Wednesday, September 10, 2014

New Hampshire Senate Race Benefits from Outside Money



RNLA campaign finance blogger Paul Jossey has an opinion piece in the Daily Caller arguing how “outside” money has benefited the voters in the New Hampshire Senate race. Jossey argues outside groups, whatever their ideologies and even those who are involved in the race for cynical or disingenuous reasons provide voters valuable information about the candidates.

Outside money provides three main benefits: (i.) it neutralizes the enormous advantages of incumbency; (ii.) it encourages a better-informed citizenry by enabling outside groups to directly engage adversaries in ways a campaign may not be able (or want) to; and (iii.) it allows all interested parties to speak about political campaigns on their own terms, uncensored by control-freak candidate consultants.

In the case of New Hampshire, the incumbent Jeanne Shaheen has all the advantages of incumbency, including name recognition, paid staff in local offices helping constituents for the last six years, and a built-in donor base.

Outside money allows allies of Republican Scott Brown to counter this advertising on issues specifically to target her weaknesses e.g. her party’s very unpopular president and Granite State angst about the border situation.

This outside money benefits democracy by allowing a multitude of voices into the political marketplace to compete for voter attention.
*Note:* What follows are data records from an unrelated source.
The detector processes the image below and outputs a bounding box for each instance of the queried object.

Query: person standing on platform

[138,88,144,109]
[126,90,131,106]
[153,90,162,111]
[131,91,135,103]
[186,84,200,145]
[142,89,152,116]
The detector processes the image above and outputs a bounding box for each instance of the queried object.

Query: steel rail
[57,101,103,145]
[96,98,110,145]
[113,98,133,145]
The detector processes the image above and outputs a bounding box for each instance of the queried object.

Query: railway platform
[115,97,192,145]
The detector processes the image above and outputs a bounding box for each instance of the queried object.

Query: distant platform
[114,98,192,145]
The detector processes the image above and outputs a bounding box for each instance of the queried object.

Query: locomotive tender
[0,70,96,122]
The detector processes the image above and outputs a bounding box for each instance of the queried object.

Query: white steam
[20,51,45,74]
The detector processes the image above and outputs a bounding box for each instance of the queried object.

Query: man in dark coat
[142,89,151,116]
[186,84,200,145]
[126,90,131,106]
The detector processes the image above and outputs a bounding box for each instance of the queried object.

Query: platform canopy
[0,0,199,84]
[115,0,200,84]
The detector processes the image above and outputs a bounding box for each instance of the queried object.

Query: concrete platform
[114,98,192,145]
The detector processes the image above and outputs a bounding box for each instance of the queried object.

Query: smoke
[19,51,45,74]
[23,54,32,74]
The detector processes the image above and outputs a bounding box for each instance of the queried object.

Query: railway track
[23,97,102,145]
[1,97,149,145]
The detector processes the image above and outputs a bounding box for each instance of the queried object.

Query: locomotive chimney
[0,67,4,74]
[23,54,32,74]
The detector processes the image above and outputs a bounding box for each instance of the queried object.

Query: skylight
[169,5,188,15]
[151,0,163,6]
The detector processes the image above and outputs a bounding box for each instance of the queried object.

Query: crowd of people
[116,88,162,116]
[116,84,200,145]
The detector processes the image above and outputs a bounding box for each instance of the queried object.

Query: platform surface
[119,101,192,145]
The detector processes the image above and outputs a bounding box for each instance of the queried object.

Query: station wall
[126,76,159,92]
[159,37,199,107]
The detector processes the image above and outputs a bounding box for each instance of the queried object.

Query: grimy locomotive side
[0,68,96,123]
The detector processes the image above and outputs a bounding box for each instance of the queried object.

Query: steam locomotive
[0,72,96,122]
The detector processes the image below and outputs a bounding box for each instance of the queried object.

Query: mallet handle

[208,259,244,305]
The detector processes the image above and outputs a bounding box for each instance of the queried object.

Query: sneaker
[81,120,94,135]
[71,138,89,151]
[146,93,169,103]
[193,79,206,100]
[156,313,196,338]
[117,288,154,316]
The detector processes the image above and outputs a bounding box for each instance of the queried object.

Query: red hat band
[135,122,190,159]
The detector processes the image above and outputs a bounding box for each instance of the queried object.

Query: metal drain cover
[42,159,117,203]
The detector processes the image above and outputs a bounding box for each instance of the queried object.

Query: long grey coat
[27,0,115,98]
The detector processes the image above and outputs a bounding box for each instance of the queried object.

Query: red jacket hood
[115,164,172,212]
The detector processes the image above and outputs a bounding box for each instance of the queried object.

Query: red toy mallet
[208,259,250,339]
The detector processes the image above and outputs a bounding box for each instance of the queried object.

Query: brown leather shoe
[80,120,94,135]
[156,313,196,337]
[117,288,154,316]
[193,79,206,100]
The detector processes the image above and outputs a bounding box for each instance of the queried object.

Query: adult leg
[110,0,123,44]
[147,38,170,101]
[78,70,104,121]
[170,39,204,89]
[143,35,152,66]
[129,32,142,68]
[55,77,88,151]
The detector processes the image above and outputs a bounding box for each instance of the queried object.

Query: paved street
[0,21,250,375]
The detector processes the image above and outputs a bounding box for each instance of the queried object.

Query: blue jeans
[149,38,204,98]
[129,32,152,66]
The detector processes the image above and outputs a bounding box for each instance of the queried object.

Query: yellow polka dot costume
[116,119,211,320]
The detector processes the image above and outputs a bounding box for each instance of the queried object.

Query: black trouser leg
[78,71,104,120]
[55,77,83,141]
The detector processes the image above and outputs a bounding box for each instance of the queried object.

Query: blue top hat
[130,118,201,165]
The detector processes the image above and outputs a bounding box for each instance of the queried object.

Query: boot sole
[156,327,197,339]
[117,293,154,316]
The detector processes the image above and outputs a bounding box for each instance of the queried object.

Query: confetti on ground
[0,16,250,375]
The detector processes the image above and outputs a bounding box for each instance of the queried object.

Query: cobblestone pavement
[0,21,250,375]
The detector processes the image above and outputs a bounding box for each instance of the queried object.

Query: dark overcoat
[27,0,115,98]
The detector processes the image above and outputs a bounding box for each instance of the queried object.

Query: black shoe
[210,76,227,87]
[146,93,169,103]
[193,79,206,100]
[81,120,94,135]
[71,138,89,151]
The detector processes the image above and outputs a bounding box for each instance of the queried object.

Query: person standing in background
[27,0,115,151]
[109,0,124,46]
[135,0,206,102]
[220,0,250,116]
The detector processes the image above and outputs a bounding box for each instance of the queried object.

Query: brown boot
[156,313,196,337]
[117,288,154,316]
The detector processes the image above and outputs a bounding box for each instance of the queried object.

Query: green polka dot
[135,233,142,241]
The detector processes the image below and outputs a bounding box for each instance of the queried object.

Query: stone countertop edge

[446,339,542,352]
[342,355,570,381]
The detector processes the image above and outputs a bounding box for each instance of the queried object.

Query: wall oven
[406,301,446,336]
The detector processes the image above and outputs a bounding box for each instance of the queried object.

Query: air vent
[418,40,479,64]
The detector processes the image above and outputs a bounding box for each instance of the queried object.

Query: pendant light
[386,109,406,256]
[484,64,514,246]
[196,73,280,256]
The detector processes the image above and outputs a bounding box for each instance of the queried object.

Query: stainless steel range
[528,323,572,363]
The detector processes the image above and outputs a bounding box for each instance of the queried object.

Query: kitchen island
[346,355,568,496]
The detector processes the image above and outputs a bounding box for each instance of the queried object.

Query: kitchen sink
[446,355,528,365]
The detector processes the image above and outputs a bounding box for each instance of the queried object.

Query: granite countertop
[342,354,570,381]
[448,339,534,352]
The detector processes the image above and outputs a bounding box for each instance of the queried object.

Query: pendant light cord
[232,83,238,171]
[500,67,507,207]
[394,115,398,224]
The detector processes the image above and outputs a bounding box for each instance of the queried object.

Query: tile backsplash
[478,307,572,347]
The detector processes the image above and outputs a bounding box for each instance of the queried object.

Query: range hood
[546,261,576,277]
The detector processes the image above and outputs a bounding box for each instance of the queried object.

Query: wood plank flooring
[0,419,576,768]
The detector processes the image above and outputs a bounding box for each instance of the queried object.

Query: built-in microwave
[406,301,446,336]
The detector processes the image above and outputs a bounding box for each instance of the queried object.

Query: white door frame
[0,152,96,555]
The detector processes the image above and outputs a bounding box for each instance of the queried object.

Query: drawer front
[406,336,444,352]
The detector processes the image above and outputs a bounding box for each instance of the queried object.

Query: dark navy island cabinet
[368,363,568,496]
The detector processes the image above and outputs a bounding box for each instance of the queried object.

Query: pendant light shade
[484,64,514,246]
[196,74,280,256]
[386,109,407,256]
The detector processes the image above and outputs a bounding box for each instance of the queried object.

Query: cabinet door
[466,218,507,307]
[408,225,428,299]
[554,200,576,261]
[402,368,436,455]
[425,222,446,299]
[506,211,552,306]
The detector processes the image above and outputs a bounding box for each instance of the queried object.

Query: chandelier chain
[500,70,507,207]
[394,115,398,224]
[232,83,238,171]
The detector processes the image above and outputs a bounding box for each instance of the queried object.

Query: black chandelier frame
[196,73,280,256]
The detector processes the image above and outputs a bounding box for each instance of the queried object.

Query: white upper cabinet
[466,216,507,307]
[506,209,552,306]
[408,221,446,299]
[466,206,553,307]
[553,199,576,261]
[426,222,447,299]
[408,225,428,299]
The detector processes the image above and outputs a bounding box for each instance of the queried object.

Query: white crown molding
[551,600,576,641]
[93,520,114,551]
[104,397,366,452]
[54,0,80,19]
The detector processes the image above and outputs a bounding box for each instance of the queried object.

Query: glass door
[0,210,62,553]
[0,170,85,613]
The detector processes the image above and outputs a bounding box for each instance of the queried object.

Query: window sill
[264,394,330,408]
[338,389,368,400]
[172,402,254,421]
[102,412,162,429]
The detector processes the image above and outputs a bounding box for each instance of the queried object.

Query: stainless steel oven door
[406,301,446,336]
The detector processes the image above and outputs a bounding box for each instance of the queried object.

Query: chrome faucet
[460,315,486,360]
This is true even if those spending the money are using the political stage to cynically promote their own issues. Larry Lessig’s Mayday PAC is one such group. Mayday PAC is purportedly supporting Jim Rubens, but it has no desire to actually see him win, as a staffer readily admitted.

Mayday PAC’s main goal is to support its founder Harvard Professor Larry Lessig and to damage Scott Brown for not taking the “People’s Pledge” as he had previously in Massachusetts.

But that experience didn’t live up to the hype reformers had hoped. The race got nasty and was very expensive. The only real benefit came to campaign consultants who were better able to control the messages.

Instead of the staid, scripted Massachusetts campaign, New Hampshire voters are being treated to a multitude of voices who all get their chance to persuade. It may be messy, ugly, and even cynical, but democracy is better for it.